New Directions for Organic Spintronics: Novel Materials and Emergent Phenomena

Organic and organic-based materials are attractive candidates for applications in magnetoelectronics and spintronics due to their low cost, ease of fabrication, and low spin-orbit coupling (and consequently long spin lifetimes). However, in comparison to the case for inorganic systems, robust intrinsic magnetic ordering in this class of materials is exceedingly rare and as a result the potential of these materials has yet to be fully realized. Here we present a series of recent breakthroughs in the synthesis, encapsulation, and measurement of organic-based magnets that lay the foundation for all organic magnetoelectronic and spintronic devices.

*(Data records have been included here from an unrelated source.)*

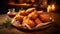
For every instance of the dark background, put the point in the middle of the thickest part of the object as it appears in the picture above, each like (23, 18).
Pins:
(4, 5)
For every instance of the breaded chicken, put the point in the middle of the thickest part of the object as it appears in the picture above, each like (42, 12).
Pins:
(28, 22)
(38, 21)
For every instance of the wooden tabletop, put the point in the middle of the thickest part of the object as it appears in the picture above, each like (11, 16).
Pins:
(53, 29)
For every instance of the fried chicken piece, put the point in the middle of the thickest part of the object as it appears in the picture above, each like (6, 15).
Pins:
(44, 17)
(33, 15)
(30, 10)
(29, 22)
(19, 18)
(23, 13)
(38, 21)
(39, 12)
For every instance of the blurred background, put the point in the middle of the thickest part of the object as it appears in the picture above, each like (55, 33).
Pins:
(38, 4)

We will discuss advances in encapsulation strategies that allow lifetimes of up to 1 month in air for functional magnetoelectronic devices, the use of ligand substitution to generate a library of related magnetic materials, the growth of all-organic and hybrid organic/inorganic magnetic heterostructures, and measurements of the magnetization dynamics that reveal ferromagnetic resonance (FMR) linewidths of \textasciitilde 1 G, comparable to or narrower than corresponding measurements in yttrium iron garnet (YIG). These results establish the validity of organic-based magnets for applications in next-generation magnetoelectronics and provide unique leverage on long-standing challenges in the field of organic spintronics. For example, organic magnetic heterostructures promise to provide an exciting opportunity to explore exchange, dynamic spin injection, and spin transport in all-organic spintronic devices.